Jakarta. Asean recently unveiled a new regional action plan to tackle marine debris, as the planet drowns in plastic pollution.
According to the bloc's secretary-general Lim Jock Hoi, marine plastic debris does not only endanger life under the sea, but microplastics can also invade the human food chain. Plastic pollution also puts fishery and tourism —two sectors that are vital to the region's economies— in jeopardy.
“The volume of solid waste generated across Southeast Asia has rapidly increased in recent years. Fifty three percent of this waste in the region remains uncollected," Lim Jock Hoi told an online conference on Friday.
"Eighty percent of the marine debris is plastic. Similar studies highlight that we will see more plastic than fish in our oceans by 2050."
The dire situation prompted Asean to devise an action plan on combating marine plastic debris in the region.

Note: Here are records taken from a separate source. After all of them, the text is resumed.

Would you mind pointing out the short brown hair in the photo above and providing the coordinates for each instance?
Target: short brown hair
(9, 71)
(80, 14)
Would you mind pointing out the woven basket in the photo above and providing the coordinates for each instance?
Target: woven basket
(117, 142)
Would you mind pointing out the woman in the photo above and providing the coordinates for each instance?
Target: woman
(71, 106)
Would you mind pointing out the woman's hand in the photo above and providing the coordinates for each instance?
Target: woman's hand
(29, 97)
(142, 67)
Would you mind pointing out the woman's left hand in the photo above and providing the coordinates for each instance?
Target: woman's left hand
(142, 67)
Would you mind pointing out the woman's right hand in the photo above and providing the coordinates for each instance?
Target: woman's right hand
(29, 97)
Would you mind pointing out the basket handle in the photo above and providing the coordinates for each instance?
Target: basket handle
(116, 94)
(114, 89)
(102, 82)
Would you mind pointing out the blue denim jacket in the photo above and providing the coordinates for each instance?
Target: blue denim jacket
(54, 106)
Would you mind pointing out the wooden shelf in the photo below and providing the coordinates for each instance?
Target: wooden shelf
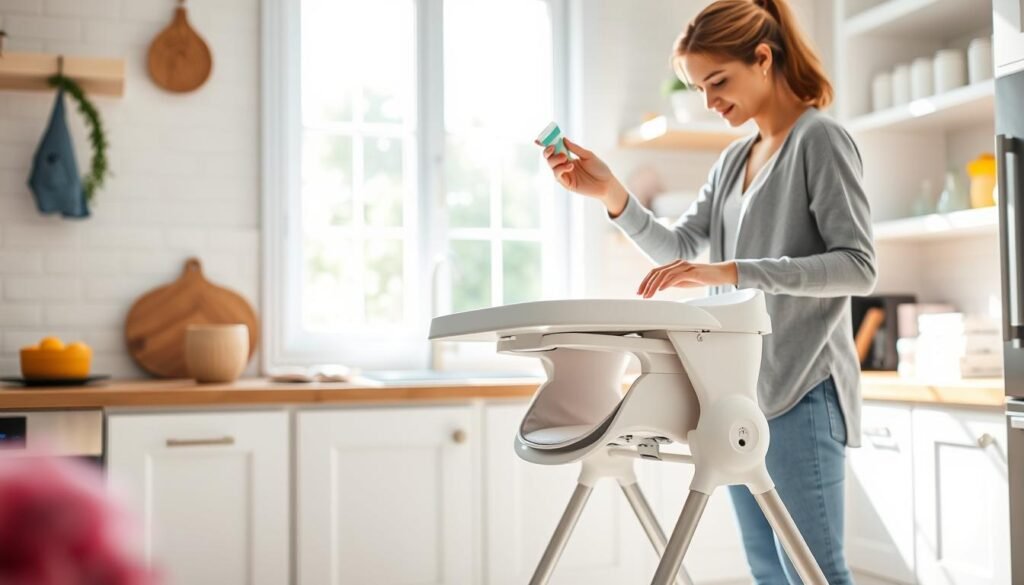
(968, 392)
(97, 76)
(966, 106)
(922, 18)
(662, 132)
(984, 220)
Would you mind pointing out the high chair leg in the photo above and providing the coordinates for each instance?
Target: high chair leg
(561, 536)
(650, 526)
(791, 538)
(672, 560)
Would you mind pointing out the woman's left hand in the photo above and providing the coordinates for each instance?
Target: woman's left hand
(683, 274)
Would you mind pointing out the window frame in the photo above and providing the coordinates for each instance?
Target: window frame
(282, 137)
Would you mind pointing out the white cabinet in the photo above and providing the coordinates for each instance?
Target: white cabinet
(962, 497)
(880, 496)
(211, 491)
(1008, 29)
(387, 495)
(927, 497)
(524, 502)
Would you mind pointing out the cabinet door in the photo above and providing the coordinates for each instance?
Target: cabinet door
(210, 490)
(1008, 32)
(880, 496)
(524, 502)
(387, 496)
(962, 503)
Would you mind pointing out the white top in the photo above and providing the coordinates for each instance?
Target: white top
(735, 206)
(739, 311)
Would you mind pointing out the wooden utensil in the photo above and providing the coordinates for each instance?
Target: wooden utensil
(155, 330)
(179, 59)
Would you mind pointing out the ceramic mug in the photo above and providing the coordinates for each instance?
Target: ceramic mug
(948, 70)
(882, 91)
(921, 78)
(216, 352)
(901, 84)
(979, 59)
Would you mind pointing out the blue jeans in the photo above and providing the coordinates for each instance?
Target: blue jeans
(806, 460)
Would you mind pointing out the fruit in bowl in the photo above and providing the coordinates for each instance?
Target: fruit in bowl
(51, 359)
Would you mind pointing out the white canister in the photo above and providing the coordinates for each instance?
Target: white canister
(901, 84)
(922, 78)
(948, 70)
(882, 91)
(979, 59)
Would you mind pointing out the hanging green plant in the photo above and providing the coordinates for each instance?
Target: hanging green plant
(93, 180)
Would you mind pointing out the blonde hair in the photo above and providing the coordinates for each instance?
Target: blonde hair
(734, 28)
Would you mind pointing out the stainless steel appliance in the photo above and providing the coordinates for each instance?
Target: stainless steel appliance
(1008, 28)
(76, 433)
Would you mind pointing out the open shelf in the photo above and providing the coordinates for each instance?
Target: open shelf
(984, 220)
(922, 18)
(662, 132)
(97, 76)
(962, 107)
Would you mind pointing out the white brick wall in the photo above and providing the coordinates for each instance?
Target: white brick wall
(185, 175)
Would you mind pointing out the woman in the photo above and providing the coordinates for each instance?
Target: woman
(782, 211)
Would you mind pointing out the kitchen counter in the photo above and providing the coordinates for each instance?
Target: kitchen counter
(877, 386)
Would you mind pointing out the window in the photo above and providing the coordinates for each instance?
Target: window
(401, 178)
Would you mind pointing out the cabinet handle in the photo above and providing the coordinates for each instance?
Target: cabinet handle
(986, 441)
(220, 441)
(882, 431)
(459, 436)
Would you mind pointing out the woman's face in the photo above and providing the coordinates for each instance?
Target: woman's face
(732, 88)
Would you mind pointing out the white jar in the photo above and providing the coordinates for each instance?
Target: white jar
(901, 84)
(922, 78)
(882, 91)
(979, 59)
(948, 70)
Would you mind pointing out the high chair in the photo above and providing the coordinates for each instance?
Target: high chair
(697, 386)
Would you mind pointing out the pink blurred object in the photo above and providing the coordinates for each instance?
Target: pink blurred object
(58, 527)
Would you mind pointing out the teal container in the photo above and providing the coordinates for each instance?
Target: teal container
(552, 135)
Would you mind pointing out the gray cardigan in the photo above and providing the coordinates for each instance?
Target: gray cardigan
(805, 240)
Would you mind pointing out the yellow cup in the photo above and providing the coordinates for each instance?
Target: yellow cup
(982, 173)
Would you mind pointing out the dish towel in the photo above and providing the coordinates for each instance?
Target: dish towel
(54, 180)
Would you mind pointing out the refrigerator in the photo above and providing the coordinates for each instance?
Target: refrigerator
(1008, 45)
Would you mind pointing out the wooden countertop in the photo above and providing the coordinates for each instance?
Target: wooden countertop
(255, 391)
(877, 386)
(971, 392)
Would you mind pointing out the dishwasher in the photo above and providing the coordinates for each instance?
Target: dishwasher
(66, 433)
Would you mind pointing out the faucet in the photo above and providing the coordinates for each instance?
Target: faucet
(436, 351)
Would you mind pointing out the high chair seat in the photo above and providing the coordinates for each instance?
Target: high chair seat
(697, 385)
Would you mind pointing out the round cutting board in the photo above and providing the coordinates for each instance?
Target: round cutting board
(156, 326)
(179, 59)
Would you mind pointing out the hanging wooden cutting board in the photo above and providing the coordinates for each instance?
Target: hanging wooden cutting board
(179, 59)
(156, 326)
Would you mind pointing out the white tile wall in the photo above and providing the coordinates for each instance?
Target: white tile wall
(185, 175)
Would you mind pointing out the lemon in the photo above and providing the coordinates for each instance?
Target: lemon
(51, 343)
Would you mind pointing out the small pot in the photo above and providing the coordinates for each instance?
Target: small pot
(216, 352)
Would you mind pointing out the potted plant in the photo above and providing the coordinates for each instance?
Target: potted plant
(687, 102)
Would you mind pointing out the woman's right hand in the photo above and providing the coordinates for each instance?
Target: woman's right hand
(587, 174)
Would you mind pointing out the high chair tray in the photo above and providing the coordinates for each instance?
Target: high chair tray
(741, 310)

The secretary-general revealed the regional action plan would offer three practical solutions across the plastic waste value chains.
"Firstly, we can work towards reducing input into the system by supporting industries in utilizing reusable and recycled materials," he said.
Another solution is to improve solid waste management infrastructure in a bid to enhance collection and minimize leakage.
"Lastly, we need to create a value in reusing waste by improving public perception and providing access to better technologies and practices," Lim Jock Hoi said.
These solutions will serve as a springboard for 14 regional actions across four pillars — namely policy support and planning; research, innovation and capacity building; private sector engagement; public awareness, education and outreach.
Among the 14 regional actions is providing guiding principles for phasing out select single-use plastics.
The regional action plan is to be implemented over the next five years. In its making, Asean also received support from the World Bank via Problue – an umbrella multi-donor trust fund dedicated to promote healthy oceans.
A 2015 study ranked Indonesia as the world's second largest marine polluter after China. The study showed, in 2010, Indonesia produced 3.2 million tons of mismanaged waste with up to 1.29 million tons of plastic waste ended up in the ocean.
The finding has painted a grim picture of Indonesia's plastic waste management.
In response, the government has set a target to slash marine plastic waste by 70 percent by 2025. The Jakarta provincial government has also banned single-use plastic bags in shopping centers, supermarkets, and traditional markets. This ban has forced the public to carry a reusable bag whenever they shop.